Seated before the large plasma television set with a Cuban cigar in his mouth, brown eyes studied the political debate occurring before him. Removing the cigar from his lips, he exhaled a cloud of smoke and laughed half-heartedly. Bernard Paisley was always interested in politics, but it was the arguing and burning passion in peoples' views that highly amused him. Having been a high-end lawyer for over thirty-five years, he had learned to never trust anyone's words until a name, signature and date was printed on paper.
It had been this view in life that had made him excel as a lawyer. His cynical personality and his ability to read between the lines was what helped him specialize as a lawyer in contract writing and reviewing. In his 35 years of working for large corporate companies, Bernard Paisley had made a name for himself and his descendants.
Throughout his working years, he had read and wrote many contracts until he perfected them himself. And like any rich lawyer, he had begun to long for something more. Luckily for Bernard, that thirst was quenched in the form of two families: the Lyndon and Ellwood name.
Lost in his own thoughts of youth and his many achievements, the ringing of the phone a few meters away caught his attention. Sitting in his seat comfortably for a few moments, he stared at the phone in speculation. From memory, only a handful of people had his home phone line and majority of them never called him using that line.

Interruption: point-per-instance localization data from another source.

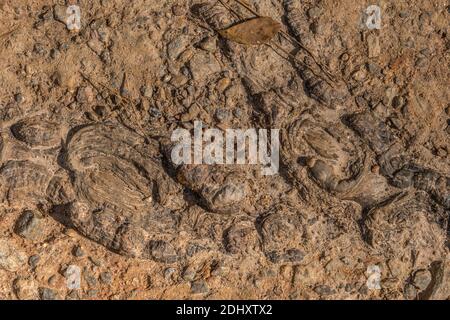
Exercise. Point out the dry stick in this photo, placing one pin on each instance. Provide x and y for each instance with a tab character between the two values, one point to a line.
292	39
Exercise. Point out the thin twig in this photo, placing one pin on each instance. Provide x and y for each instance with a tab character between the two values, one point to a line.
292	39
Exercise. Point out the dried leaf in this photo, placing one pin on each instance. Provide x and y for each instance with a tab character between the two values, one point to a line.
255	31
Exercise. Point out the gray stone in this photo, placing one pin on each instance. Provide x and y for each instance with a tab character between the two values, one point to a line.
106	277
47	294
11	258
25	289
199	287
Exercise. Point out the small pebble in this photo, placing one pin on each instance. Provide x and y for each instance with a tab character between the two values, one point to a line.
106	277
78	252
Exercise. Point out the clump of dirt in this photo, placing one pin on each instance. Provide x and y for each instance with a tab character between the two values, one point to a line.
359	208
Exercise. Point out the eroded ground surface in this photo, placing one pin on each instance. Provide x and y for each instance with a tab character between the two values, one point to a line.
86	180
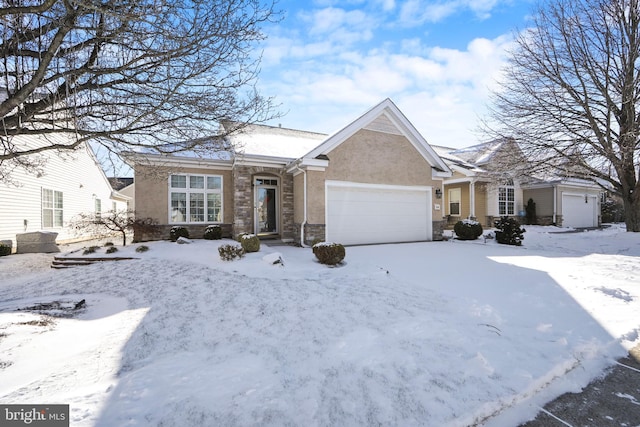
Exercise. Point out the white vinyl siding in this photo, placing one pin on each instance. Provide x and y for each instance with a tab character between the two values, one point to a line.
52	208
195	198
75	174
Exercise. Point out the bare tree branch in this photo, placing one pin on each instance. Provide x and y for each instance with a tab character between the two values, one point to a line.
151	75
571	94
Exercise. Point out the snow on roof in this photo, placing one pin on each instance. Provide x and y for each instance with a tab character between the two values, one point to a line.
479	154
447	154
271	141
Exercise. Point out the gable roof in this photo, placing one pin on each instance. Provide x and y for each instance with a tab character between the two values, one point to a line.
480	154
384	117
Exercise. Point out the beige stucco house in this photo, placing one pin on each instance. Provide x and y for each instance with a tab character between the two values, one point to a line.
486	185
373	181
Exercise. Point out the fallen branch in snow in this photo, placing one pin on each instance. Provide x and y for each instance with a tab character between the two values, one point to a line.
491	328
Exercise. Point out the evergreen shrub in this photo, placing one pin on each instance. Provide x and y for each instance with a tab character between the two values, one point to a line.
178	231
250	242
213	232
329	253
509	231
467	229
230	252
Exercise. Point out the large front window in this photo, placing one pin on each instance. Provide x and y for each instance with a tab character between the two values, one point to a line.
506	199
52	208
195	198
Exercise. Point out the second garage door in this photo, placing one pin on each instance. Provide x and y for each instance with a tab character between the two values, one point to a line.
579	210
365	214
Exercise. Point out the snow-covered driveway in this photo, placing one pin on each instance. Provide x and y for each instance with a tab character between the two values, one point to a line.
443	333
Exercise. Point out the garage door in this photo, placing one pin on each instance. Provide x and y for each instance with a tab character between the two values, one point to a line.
579	210
364	214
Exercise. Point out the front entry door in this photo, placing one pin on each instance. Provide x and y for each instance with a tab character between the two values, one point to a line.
266	195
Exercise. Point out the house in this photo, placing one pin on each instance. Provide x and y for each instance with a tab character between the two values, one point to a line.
373	181
68	184
486	185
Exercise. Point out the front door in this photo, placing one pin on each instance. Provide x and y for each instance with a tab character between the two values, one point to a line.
266	202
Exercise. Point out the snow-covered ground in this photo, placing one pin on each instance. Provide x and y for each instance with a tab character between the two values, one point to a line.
443	333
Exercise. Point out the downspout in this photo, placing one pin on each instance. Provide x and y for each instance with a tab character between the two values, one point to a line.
304	197
472	199
555	202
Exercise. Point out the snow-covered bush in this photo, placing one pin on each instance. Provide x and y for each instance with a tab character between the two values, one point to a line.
177	232
90	250
467	229
213	232
5	250
329	253
250	242
509	231
230	252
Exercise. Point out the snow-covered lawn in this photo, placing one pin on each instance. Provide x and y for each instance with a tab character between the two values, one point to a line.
443	333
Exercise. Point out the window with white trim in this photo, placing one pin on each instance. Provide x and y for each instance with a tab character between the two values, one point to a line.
506	199
195	198
52	208
454	201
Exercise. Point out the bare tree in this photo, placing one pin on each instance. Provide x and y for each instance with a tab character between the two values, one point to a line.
570	95
140	74
105	224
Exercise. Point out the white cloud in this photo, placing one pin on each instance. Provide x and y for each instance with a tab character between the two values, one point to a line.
339	24
442	91
416	12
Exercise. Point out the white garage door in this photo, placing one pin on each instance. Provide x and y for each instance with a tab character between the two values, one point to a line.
364	214
579	210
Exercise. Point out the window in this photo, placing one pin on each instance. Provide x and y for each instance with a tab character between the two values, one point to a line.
195	198
454	201
51	208
506	199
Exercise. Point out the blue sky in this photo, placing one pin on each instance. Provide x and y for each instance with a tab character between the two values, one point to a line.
329	61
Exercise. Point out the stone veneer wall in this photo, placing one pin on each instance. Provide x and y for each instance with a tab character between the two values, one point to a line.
437	229
243	199
311	233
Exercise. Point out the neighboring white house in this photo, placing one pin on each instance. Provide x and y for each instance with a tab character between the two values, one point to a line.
69	183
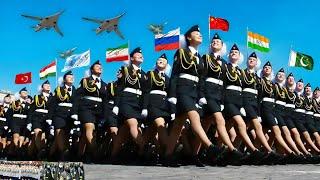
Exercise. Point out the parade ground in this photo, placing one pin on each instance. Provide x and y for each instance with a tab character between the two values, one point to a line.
282	172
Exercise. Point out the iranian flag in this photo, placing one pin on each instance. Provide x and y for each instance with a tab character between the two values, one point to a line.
258	42
120	53
300	60
48	71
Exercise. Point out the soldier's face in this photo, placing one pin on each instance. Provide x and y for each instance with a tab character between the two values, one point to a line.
162	64
97	69
216	45
308	90
46	87
69	79
290	80
7	100
300	86
267	70
195	38
234	56
252	62
23	94
280	76
137	58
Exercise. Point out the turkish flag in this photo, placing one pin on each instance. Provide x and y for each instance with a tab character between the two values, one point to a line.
218	23
24	78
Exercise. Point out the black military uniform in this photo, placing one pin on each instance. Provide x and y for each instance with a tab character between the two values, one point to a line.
38	112
63	105
131	89
155	101
184	83
18	116
233	93
91	92
310	124
266	95
109	104
316	110
299	111
250	86
290	106
213	78
280	101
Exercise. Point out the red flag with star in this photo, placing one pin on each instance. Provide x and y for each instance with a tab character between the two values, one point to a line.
218	23
24	78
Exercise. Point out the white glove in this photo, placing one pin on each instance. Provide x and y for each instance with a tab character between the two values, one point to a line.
115	110
173	116
222	107
49	121
144	113
243	112
29	126
74	116
172	100
202	101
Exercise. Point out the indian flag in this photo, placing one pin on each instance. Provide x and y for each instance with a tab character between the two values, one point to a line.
258	42
120	53
300	60
48	71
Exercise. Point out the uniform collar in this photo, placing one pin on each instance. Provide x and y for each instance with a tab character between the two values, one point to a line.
193	50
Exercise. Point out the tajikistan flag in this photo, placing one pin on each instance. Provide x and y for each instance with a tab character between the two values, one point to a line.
120	53
300	60
48	71
258	42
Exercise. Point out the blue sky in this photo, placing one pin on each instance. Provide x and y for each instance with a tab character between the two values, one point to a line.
286	23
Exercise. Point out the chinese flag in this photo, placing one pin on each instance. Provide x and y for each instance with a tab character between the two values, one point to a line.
24	78
218	23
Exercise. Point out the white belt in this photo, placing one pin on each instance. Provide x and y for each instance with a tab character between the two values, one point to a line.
309	113
281	103
268	99
300	110
189	77
215	81
42	110
134	91
235	88
290	105
250	90
65	104
91	98
159	92
20	115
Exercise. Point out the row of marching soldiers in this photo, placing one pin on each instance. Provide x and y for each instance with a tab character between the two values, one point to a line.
208	112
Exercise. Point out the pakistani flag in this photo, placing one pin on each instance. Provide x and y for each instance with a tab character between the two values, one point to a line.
300	60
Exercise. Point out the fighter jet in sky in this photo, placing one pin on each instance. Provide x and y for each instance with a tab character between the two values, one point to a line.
46	22
67	53
157	28
107	25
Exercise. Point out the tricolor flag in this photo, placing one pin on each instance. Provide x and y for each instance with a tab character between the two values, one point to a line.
120	53
167	41
24	78
218	23
77	60
300	60
258	42
48	71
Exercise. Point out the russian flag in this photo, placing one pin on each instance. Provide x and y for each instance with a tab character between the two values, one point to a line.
167	41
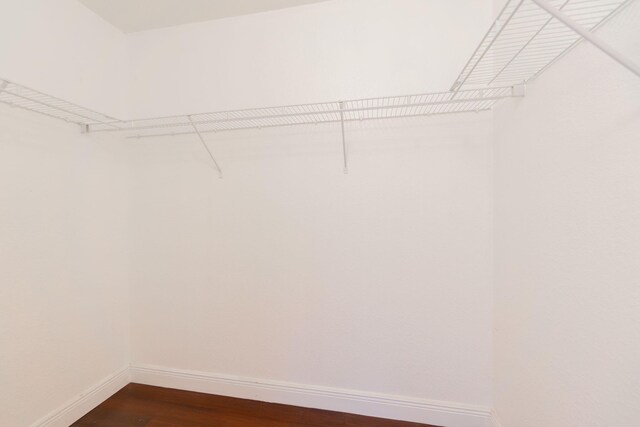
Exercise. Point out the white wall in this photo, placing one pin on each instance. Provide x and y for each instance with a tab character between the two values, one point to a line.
567	228
62	48
64	276
288	270
63	213
340	49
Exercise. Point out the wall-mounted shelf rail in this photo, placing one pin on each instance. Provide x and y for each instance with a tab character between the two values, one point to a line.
525	39
309	114
29	99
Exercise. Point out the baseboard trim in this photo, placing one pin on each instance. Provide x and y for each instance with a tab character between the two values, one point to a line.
495	420
441	413
80	405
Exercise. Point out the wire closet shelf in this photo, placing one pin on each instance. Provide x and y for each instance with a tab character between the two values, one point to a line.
312	114
29	99
525	40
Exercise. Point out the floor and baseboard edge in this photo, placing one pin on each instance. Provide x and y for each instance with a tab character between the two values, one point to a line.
86	401
448	414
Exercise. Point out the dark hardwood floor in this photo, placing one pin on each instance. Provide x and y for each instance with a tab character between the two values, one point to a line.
141	405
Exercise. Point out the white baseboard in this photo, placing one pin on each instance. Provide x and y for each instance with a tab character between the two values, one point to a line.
440	413
83	403
495	420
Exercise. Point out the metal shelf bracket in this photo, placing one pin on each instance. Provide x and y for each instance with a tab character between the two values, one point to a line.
589	36
206	147
344	142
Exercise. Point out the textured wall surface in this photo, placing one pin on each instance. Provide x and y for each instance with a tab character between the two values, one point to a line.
289	270
567	233
64	314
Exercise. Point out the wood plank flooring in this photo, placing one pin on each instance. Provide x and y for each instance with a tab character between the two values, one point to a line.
141	405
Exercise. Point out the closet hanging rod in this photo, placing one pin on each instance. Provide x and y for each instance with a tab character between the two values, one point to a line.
29	99
530	35
319	113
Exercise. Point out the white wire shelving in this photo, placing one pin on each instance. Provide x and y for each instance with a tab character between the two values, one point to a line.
311	114
526	39
29	99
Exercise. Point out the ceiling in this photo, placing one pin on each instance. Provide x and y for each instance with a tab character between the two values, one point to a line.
139	15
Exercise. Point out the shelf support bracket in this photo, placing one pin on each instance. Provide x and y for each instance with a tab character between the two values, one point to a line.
587	35
206	147
344	142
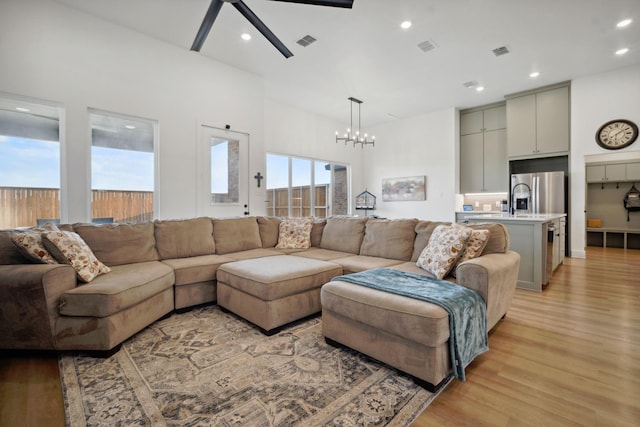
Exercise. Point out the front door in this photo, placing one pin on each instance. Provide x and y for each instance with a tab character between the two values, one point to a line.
223	173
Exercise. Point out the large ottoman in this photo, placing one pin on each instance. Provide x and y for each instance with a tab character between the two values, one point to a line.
273	291
408	334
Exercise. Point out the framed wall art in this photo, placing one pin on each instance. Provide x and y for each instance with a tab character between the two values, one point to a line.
410	188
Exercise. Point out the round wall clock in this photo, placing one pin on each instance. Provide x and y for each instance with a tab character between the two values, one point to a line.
617	134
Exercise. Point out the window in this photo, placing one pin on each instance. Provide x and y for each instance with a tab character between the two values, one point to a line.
122	168
29	162
304	187
225	172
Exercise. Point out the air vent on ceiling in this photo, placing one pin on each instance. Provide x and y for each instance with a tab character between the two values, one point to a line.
306	40
499	51
427	45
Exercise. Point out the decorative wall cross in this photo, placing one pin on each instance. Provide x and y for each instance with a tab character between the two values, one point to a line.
259	178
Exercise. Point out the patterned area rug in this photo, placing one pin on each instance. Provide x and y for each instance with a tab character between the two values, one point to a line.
206	367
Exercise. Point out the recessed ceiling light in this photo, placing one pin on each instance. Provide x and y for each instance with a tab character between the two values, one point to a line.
624	23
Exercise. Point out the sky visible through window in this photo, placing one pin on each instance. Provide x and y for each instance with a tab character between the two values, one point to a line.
278	172
36	164
29	163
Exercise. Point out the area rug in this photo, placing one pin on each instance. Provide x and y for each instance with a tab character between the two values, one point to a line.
207	367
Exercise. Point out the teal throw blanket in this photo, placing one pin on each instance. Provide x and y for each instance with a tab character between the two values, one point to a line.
467	309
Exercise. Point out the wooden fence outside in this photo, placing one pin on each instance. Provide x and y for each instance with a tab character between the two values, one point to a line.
22	207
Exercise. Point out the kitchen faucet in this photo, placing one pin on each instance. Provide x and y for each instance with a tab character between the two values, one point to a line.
513	196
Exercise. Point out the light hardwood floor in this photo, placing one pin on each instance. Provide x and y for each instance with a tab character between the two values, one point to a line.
569	356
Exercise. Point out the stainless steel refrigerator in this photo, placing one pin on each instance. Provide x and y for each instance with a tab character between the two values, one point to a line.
541	192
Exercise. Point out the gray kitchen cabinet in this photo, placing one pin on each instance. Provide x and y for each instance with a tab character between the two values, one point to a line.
538	123
483	150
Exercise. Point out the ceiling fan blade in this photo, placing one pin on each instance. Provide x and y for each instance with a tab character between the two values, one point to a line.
260	26
207	23
334	3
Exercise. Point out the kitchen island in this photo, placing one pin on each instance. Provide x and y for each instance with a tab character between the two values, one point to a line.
540	251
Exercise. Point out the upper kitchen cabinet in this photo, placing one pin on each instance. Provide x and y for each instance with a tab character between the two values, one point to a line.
483	150
538	123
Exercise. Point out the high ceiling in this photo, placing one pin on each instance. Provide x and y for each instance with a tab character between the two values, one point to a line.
363	52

With a curious expression etched on his aged features, Bernard stood from his seat, placing his half-burned cigar on the black onyx ash tray atop the coffee table. Moving to the still ringing phone, he lifted the receiver from the hook and placed it to his ear.
"Bernard Paisley," he greeted in a smoky, croak.
There was silence for a few moments before a smile stretched across Bernard's lips. The next words that reached his ears was one that caused him to laugh, which triggered a coughing fit.
Recovering, a lively glint reached his brown eyes as he shook his head to nobody in particular. "You sure know what to say to make an old man like me come out of retirement," he explained. "I've been waiting for years to deliver that envelope."
Pulling his favorite Montblanc fountain pen from his suit breast pocket, Bernard scribbled down a few brief words on a piece of paper. As he hung up the phone, an excitement filled his veins as he went back to his chair to retrieve his still burning cigar. Inhaling the tobacco, he swirled the smoke in his mouth, the taste now sweeter than it was before.
It had been many years since he himself had worked with the Ellwood and Lyndon family. Both of them had become his favorite clients throughout the years, and they both held a special place in his heart.
White brows raised in question as a sigh escaped his lips. He couldn't recall the last time he had seen his two old friends, however he knew that their reunion would be one to remember. Folding the small piece of paper he had scribbled on, he placed it in his pant pocket and patted it affectionately. His family had been so adamant in him enjoying retirement life that he had forgotten what it felt like to be needed again.